(106) Dorsal region; Martini-Henry wound.—Wound of entry, oval, 1 inch ×3¼ inches; long axis obliquely crossing infra-spinous fossa of right scapula; bullet retained (Martini-Henry). Spine of third dorsal vertebra loose, and a distinct thickening to its right side. Complete symmetrical paralysis extending up to upper extremities. No sensation on surface of trunk below cervical area. Respiration entirely diaphragmatic. Retention of urine, penis turgid. Total absence of reflexes, superficial and deep. Reddening of buttocks, but no bullæ.
General hyperæsthesia of upper extremities, with severe spasmodic attacks of pain.
On the third day an exploration was decided upon, in view of the local deformity, and the severe pain in the upper extremities. The third dorsal spine was found to be loose, as a result of bilateral fracture of the neural arch; the bullet had crossed the right limit of the spinal canal, and destroyed the body of the vertebra, and passing onwards had entered the left pleural cavity, into which air entered freely from the operation wound.
The patient was relieved from his pain by the exploration, and lived four days. On the second day after operation, however, the temperature rose to 107°, while on the last two days the temperature was normal in the mornings, rising to 105° in the evenings. No alteration resulted in the trunk symptoms.
Diagnosis.—The pure question of the fact of injury of the spinal cord needs no discussion; but it is necessary to make some remarks on the discrimination between concussion, contusion and hæmorrhage, meningeal and medullary hæmorrhage, the latter condition and compression, and on partial and complete severance of the cord.
The sharp discrimination of cases of concussion from those of slight medullary hæmorrhage was necessarily impossible. I think the only points of any importance in diagnosing pure concussion were the transitory nature of the symptoms, and the uniformity of recovery, without persistence of any signs of minor destructive lesion. In medullary hæmorrhage the tendency for a certain period was towards increase in gravity in the signs. It goes almost without saying that the latter point was seldom accurately determined in patients struck on the field of battle; these perhaps lay out for hours before they were brought in, and when they were placed in the Field hospital the rush of work did not usually allow the careful observation necessary to clear up this difference in the development of the symptoms. Nevertheless it is preferable to consider the cases in which transitory symptoms persist for a period of hours, or even a couple of days, as instances of pure concussion, unless the existence of this condition can be disproved by actual observation.

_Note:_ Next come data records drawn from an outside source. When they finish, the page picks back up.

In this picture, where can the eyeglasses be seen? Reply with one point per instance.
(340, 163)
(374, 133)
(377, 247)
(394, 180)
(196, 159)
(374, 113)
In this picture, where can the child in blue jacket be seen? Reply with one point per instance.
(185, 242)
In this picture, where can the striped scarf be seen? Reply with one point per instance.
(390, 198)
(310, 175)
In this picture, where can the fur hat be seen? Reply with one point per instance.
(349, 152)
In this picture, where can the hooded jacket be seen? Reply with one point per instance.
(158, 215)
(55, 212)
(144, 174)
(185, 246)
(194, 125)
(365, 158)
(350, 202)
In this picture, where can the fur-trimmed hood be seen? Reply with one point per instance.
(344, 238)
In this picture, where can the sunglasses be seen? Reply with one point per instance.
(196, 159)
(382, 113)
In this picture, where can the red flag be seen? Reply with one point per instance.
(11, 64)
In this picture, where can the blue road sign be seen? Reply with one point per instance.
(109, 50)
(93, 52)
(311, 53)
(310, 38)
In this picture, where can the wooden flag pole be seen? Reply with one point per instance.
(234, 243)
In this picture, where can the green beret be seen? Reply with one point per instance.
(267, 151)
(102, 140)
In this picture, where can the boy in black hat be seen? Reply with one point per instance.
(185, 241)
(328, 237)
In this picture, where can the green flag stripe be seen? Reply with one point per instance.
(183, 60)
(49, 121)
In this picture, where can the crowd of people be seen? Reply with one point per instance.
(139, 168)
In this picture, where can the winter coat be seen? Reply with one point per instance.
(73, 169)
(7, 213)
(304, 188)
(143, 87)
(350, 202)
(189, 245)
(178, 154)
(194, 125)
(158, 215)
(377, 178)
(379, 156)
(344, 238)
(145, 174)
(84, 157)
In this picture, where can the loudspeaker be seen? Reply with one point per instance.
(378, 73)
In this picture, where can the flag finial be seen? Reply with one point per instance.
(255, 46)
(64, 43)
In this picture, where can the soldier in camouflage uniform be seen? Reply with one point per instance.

Extra-medullary hæmorrhage, accompanied by only slight encroachment on the spinal canal, certainly results with some frequency from small-calibre wounds. Some of the quoted cases show this decisively by post-mortem evidence, others by such clinical signs of irritation as pain and hyperæsthesia. I think its presence may also be assumed in cases of total transverse lesion due to medullary hæmorrhage or severe concussion, accompanied by well-marked pain and hyperæsthesia above the level of paralysis. As affecting treatment, however, determination of its presence is of small importance.
The important conditions for discriminative diagnosis are those of local compression, actual destructive lesion, whether from concussion changes, contusion, or medullary hæmorrhage, and partial and total section of the cord.
First, with regard to compression of the cord, the possible sources are three; (i) extra-dural hæmorrhage, which may, I think, be dismissed with mention as rarely capable of producing severe symptoms. (ii) The displacement of bone fragments. This is of less importance than in civil practice, because an injury by a bullet of small calibre, capable of seriously displacing fragments, has probably at the same time produced grave changes in the cord. In the presence of severe immediate symptoms we may tentatively assume that a simultaneous destructive lesion has been produced. In such injuries pain, combined with a tendency to improvement in the paralytic symptoms and return of reflexes, is the only point in favour of bone pressure, unless considerable deformity of the spinal column can be detected by palpation or examination with the X-rays.
(iii) Pressure from the bullet. This is the most important form of compression, because the mere fact of retention of the bullet is evidence of a low degree of velocity, and therefore opposed to the existence of the most severe form of intramedullary lesion. In a case of apparent transverse lesion with retained bullet, shown to me at No. 3 General Hospital by Mr. J. E. Ker, the pain was very severe, and so greatly aggravated by movement that an anæsthetic had to be administered prior to the renewal of some necessary dressings. The general condition of this patient precluded a projected operation, and after death the bullet was found to be pressing laterally upon a cord not materially altered on macroscopic inspection. In the case of retained bullet recorded (No. 104), the slight degree to which the severed ends of the cord appeared altered has been already remarked upon.